Дежурный по полку, прервав разговор, доложил: в колхозе «Памяти Лазо» затопило заимку, размывает склады с горючим, гаражи с сельскохозяйственными машинами, комбайн унесло, перевернуло трактор, председатель просит помощи.

— Объявите тревогу, — выпрямился Сгибнев. — Начальнику караула снять опасные посты. Дежурный взвод — к штабу, — он обернулся к Подгалло, от недавнего благодушия не осталось и следа. — Пошлем этот взвод к заимке.

Комиссар наклонил голову, соглашаясь:

— Хорошо. И пойдем к людям. Ты — в батальоны, я — в спецподразделения.

— Дежурный! — крикнул Сгибнев в открытую дверь. — Коней. Мне и комиссару.

— Нужно было помочь колхозникам перенести постройки, — комиссар, казалось, говорил сам с собой. — Нехорошо вышло.

Сгибнев рассердился:

— Что могли — сделали, А если бы у нас пушки остались в пади?

Подгалло вздохнул. Пушки пушками. Но и хлеб нужен. Без машин его не уберешь.

От конюшен уже скакали два всадника, ведя в поводу оседланных лошадей.

— Через час будь в штабе, — Сгибнев взялся за перила, с пальцев потекла вода. — К пятнадцати ноль-ноль получим приказ. Звонили из дивизии.

Коноводы остановили мокрых, дымящихся коней у крыльца. Те прядали ушами и беспокойно жались к зданию, стремясь спрятаться от хлестких струй.

— Кто это? — комиссар указал на затопленную дорогу. Там, среди волн, прыгал с камня на камень человек в военной одежде с вещевым мешком за плечами.

— Молодец, — ответил Сгибнев, когда незнакомец, сделав последний, самый большой прыжок, выбрался на берег и, не оглядываясь, торопливо зашагал к штабу. — Новый офицер, вероятно.

Офицер, перепрыгивая ручейки, быстро приближался.

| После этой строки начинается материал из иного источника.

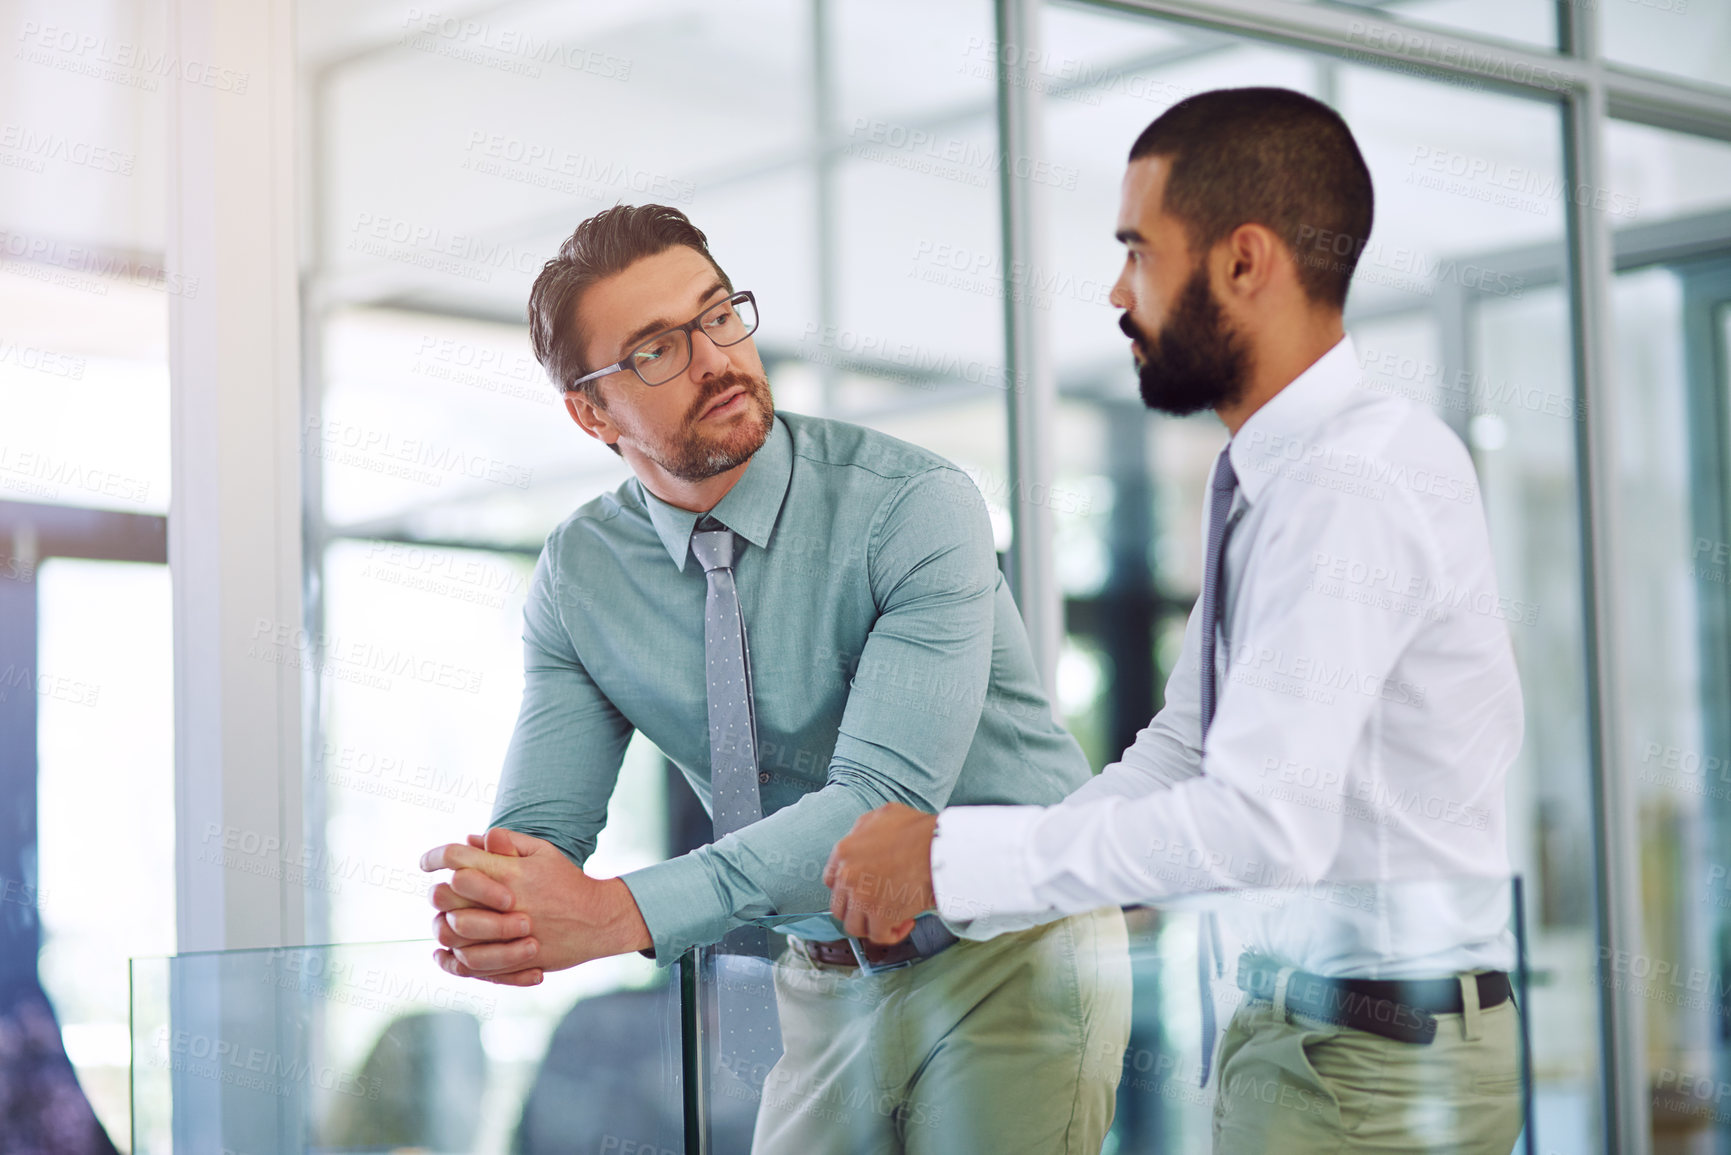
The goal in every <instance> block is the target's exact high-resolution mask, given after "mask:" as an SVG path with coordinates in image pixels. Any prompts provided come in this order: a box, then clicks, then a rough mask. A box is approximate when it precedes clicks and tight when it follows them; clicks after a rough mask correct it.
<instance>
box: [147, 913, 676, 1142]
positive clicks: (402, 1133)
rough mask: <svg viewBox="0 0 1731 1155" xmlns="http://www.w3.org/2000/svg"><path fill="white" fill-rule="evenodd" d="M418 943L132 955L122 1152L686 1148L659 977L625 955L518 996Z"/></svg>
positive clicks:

Заметив на крыльце старших командиров, одернул гимнастерку, подтянул ремень, поправил на ходу вещевой мешок и взбежал по ступенькам. На промокшей гимнастерке, рядом с орденом Красной Звезды, голубел значок участника Халхин-Голских боев, на полевых петличках зеленели лейтенантские кубики.

— Младший политрук Карпов, — представился он, поднимая к козырьку руку для обычного приветствия. Подгалло, слушая привычные слова рапорта, с любопытством рассматривал лицо молодого офицера. Оно показалось ему знакомым. И комиссар чуть было не сказал об этом, чуть было не спросил, а не служил ли младший политрук в такой-то дивизии. Но взгляд его снова упал на Халхин-Голский значок Карпова, и он только усмехнулся незаметно: ясное дело — служил. И очень плохо, что забываешь ты, комиссар, своих людей! Впрочем, не забыл: серые бесстрашные глаза, полные мальчишеские губы, крепкие грудные мышцы — нет, это не просто сослуживец. Нет-нет. Неужели тот самый рядовой, который... Но если даже и так, сейчас не время для воспоминаний. Да и Карпов словно не узнает своего прежнего комиссара, держится новичком-курсантом. «Эх, Карпов, знал бы ты, как и я после того искал тебя, искал-разыскивал! Уже и надежду потерял, а ты сам явился, как в сказке. И не хочешь признаться...»

К штабу подошла колонна солдат. Усатый сержант легко взбежал по ступенькам и остановился, ожидая, когда освободятся командиры. Подгалло, быстро взглянув на сержанта, вновь обратился к Карпову, успев за этот миг принять решение.

— Назначаетесь политруком первой роты, — сказал он деловым тоном. — Подробности после. В полку тревога: спасаем имущество колхоза. Примите командование взводом вашей роты, — он указал на стоявших под дождем солдат, — и спешите к заимке. Сержант Кашин дорогу знает. Задача — оказать помощь колхозникам.

— Есть! — Карпов повторил приказание, снял с плеч вещевой мешок и, кинув его в сухой угол крыльца, снова выпрямился: — Разрешите выполнять?